LLCs And Capital Accounts: An Introduction

Feb 17, 2021

Lawyers advising LLCs and their members must understand capital accounts from a tax perspective. When LLCs are taxed as a partnership, a member’s capital account reflects a portion of a member’s economic interest in the LLC. The tax regulations surrounding capital accounts are lengthy and complex, but understanding the basics allows practitioners to fully counsel their clients, whether entities or individuals, as to the implications of each and every move they make.

Capital Account Basics

First and foremost, do not conflate a form of “contribution” from a state law perspective, with a capital contribution from a tax perspective.  RCW 25.15.191 provides that a member’s “contribution” to an LLC:

 “may consist of tangible or intangible property or other benefits to the limited liability company, including money, services performed, promissory notes, other agreements to contribute cash or property, or contracts for services to be performed.” 

From a tax perspective, capital contributions take only the form of money or property. In other words, contributions of services performed are not considered capital contributions from a tax perspective, even though they are “contributions” under state law.    

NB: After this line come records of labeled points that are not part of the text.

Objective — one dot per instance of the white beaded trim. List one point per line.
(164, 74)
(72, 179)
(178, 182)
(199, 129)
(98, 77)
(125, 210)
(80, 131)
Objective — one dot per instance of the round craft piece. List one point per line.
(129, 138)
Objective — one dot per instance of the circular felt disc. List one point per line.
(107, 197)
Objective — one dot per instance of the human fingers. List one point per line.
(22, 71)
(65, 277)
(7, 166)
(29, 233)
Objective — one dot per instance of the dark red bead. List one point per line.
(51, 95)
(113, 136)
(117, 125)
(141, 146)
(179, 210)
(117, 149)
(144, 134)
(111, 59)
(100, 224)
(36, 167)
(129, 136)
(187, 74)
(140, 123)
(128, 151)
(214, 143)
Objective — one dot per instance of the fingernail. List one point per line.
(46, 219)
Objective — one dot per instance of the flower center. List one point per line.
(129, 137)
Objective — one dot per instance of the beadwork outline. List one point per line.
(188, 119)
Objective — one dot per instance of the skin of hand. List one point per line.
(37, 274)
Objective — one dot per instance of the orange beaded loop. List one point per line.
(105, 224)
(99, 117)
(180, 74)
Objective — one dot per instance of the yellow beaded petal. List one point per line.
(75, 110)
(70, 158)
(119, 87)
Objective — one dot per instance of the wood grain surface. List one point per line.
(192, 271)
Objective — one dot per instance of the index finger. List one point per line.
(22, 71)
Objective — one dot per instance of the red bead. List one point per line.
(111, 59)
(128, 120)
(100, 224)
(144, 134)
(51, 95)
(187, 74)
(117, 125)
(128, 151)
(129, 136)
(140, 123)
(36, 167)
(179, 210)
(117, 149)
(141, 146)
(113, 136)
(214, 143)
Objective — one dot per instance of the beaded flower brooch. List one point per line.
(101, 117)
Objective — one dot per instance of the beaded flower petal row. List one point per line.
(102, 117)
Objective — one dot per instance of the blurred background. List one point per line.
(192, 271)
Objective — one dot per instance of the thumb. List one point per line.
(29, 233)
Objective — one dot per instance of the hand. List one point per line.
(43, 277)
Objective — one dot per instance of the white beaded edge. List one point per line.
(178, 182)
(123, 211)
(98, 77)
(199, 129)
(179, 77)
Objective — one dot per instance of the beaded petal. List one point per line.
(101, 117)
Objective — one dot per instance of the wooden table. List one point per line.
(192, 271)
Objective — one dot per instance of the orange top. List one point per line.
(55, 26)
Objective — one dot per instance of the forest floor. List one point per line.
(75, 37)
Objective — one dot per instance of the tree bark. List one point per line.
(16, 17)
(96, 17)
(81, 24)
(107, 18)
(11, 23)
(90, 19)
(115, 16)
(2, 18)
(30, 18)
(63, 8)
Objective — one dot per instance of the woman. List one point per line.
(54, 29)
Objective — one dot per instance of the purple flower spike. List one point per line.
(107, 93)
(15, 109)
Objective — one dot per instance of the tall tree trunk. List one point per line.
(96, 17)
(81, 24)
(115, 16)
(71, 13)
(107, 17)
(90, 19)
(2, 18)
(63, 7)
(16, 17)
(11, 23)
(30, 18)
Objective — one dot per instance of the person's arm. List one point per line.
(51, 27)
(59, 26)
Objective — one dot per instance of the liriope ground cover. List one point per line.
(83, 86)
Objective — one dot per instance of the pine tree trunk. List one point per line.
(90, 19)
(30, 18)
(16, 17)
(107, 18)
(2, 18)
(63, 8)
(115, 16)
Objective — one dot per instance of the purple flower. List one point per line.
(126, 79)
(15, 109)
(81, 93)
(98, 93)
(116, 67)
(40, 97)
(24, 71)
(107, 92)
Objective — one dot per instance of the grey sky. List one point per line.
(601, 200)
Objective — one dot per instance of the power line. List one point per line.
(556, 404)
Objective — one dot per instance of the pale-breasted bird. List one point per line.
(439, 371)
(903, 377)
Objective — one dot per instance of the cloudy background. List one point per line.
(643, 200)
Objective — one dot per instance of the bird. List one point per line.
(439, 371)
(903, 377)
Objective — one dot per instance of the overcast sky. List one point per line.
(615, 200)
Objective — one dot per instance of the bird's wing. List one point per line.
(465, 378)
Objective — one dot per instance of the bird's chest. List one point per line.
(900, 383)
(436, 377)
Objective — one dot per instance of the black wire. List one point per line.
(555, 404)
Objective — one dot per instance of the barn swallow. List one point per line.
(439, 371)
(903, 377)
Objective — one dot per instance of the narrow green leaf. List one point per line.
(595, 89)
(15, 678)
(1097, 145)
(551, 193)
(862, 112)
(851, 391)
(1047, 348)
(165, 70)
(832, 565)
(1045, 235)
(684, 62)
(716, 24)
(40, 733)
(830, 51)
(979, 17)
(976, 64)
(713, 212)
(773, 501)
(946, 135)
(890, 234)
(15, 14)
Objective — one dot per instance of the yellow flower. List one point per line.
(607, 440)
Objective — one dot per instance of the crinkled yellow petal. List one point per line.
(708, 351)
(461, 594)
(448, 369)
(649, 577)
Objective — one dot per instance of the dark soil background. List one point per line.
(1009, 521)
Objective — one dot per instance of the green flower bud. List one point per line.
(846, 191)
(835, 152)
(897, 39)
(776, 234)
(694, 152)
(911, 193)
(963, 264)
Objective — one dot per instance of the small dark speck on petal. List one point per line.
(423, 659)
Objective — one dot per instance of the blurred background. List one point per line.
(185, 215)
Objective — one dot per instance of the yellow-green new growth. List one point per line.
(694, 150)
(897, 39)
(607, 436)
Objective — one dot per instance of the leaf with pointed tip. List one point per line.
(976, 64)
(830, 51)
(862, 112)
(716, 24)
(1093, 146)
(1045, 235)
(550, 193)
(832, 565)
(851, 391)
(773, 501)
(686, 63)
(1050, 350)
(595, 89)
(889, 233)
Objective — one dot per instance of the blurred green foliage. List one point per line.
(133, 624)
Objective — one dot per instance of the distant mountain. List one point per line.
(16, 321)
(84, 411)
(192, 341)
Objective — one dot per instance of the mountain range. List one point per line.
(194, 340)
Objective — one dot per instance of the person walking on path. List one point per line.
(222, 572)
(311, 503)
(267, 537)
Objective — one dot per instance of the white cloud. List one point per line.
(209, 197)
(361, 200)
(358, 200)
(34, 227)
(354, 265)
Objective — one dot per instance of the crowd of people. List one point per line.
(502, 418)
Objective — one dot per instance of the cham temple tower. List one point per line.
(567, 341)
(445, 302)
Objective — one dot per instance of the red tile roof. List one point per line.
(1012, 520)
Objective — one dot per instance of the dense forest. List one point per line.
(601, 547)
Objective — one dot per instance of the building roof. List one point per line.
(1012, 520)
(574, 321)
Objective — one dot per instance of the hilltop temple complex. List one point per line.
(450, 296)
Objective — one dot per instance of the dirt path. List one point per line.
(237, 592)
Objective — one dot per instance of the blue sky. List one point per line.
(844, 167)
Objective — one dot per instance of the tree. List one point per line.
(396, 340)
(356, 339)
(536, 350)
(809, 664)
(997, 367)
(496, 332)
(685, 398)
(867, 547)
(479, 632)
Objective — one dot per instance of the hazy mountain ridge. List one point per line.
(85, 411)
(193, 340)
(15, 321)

In a simplistic manner, four items impact a member’s capital account:

  1. Contributions to the partnership;
  2. Distributions from the partnership to the members;
  3. Allocations of profit of the partnership; and
  4. Allocations of loss of the partnership.

Contributions and allocations of profits increase a member’s capital account, while distributions and allocations of loss reduce a member’s capital account.

Why do Capital Accounts Matter?

Although capital accounts are not bank accounts, capital account balances typically determine what a member will receive upon liquidation of the LLC.  Some consider a capital account as a measure of a member’s equity in an LLC.  In addition, some state LLC laws and LLC agreements provide that voting occurs in proportion to the member’s capital accounts.  Also, what if the capital account goes negative?  In my experience, most members of an LLC do not even realize they have a capital account, or, if they do realize it, they have no understanding of how a capital account impacts them.


In a short post such as this one, a complete description of capital accounts is not possible.  In fact, the pages of regulations surrounding allocations and treatment of capital accounts number in the hundreds.  Many lawyers simply ignore the “tax stuff” in an LLC agreement.  They do so at their peril because the “tax stuff” matters to the LLC and the members. 

BERESFORD BOOTH has made this content available to the general public for informational purposes only. The information on this site is not intended to convey legal opinions or legal advice.